Social media allows people to be anonymous, he said. And he made a rare criticism of the news media – saying it was becoming more “commercialised”.

If you lived your life on Twitter, he said, "you could be forgiven for assuming that society is falling apart”.

The prince said his mother taught him 'what it meant to have privilege and responsibilities'. Credit: PA

The prince told his audience about how his mother taught him “what it meant to have both privilege and responsibilities”.

Princess Diana often took her sons to visit homelessness shelters where William said today he learnt "why no society can be healthy unless we take other people seriously."

The Duke also spoke of his father’s tireless work on the Prince’s Trust – which helps the underprivileged and those who have had a difficult start in life.

“As a young child”, William said, “I recall my father’s diligence and compassion” as the Prince of Wales answered thousands of letters and read endless reports to stay on top of his charity work.

Of course the Royal Family was not always well known for its philanthropy – it wasn’t one of Henry VIII’s greatest assets for example – but the link between the sector and the Monarchy can be traced back to the time of George III.

The Prince of Wales has worked tirelessly on the Prince’s Trust. Credit: PA

The Duke said that the charitable sector is a “bellwether” of society – if one is healthy so is the other.

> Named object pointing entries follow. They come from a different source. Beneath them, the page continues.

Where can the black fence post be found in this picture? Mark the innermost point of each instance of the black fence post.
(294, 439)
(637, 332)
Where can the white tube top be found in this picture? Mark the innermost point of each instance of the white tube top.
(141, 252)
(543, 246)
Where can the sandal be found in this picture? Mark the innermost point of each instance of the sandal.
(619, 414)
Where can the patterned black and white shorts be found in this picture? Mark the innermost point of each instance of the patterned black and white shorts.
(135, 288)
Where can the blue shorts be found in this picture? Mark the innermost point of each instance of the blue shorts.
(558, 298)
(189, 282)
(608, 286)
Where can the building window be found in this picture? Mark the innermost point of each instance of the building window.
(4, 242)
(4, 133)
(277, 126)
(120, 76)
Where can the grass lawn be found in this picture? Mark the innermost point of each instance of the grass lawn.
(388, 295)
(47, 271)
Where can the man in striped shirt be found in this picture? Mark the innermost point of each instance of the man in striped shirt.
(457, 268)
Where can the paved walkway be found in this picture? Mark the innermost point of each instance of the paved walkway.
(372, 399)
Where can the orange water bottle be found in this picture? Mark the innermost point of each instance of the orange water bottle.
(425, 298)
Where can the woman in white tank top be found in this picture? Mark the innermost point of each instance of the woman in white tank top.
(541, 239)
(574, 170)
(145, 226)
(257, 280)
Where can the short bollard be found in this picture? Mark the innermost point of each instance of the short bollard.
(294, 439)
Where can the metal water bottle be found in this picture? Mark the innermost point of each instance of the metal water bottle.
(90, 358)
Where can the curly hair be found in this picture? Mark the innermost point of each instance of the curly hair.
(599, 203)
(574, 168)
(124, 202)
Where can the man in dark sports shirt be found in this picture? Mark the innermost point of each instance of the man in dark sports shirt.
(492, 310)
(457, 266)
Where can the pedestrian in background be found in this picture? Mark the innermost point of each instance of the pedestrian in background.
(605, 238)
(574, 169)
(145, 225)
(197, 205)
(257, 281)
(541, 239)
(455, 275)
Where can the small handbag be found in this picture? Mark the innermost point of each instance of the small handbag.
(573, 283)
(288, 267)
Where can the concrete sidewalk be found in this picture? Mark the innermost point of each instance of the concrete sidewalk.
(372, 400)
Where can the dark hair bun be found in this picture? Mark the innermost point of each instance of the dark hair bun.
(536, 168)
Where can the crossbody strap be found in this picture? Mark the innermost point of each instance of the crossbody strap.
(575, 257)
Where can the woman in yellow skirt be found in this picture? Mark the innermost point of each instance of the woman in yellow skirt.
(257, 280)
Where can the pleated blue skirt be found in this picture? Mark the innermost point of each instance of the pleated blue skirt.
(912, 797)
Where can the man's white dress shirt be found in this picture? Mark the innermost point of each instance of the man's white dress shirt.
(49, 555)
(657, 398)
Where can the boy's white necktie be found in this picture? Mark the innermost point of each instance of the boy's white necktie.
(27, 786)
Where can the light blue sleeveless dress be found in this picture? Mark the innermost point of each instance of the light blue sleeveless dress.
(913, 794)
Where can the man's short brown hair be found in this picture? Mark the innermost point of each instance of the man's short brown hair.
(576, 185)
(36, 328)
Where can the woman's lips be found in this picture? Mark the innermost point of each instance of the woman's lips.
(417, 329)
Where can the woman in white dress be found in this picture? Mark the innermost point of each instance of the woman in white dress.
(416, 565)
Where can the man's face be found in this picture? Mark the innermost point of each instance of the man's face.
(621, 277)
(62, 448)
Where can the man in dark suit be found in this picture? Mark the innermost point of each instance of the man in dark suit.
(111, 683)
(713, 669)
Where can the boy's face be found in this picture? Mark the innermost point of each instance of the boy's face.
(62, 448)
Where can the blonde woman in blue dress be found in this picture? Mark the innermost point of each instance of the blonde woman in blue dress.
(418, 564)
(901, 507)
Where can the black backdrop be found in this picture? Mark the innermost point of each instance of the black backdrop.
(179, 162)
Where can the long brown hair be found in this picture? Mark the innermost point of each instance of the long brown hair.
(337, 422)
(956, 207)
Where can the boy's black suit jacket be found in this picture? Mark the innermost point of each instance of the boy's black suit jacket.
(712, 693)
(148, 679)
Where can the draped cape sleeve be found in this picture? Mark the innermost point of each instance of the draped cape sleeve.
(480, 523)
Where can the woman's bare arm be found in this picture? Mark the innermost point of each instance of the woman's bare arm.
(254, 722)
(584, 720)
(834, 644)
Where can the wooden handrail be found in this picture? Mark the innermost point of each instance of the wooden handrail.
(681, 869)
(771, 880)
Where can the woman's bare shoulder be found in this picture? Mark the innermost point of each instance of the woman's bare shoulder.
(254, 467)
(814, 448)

He urged charities to collaborate more to combat the shrinking pot of money which is a threat to their very survival.

Bowel Cancer UK and Beating Bowel Cancer spoke to the Duke after his speech.

The two charities have recently merged and Prince William said he had no doubt they would “achieve more to fight bowel cancer together” than they could have done on their own.

The prince also signalled an end to “royal patronages” of which his grandparents have had many.

Prince William has worked with a number of charities like the mental health charity Heads Together and United for Wildlife but he has not been Patron.

When he succeeds his father as King, Prince William will assume all the responsibilities as Head of State – the official role of the Monarch.

But the other role – that of Head of Nation which covers charities and voluntary service – is something William seems keen to change.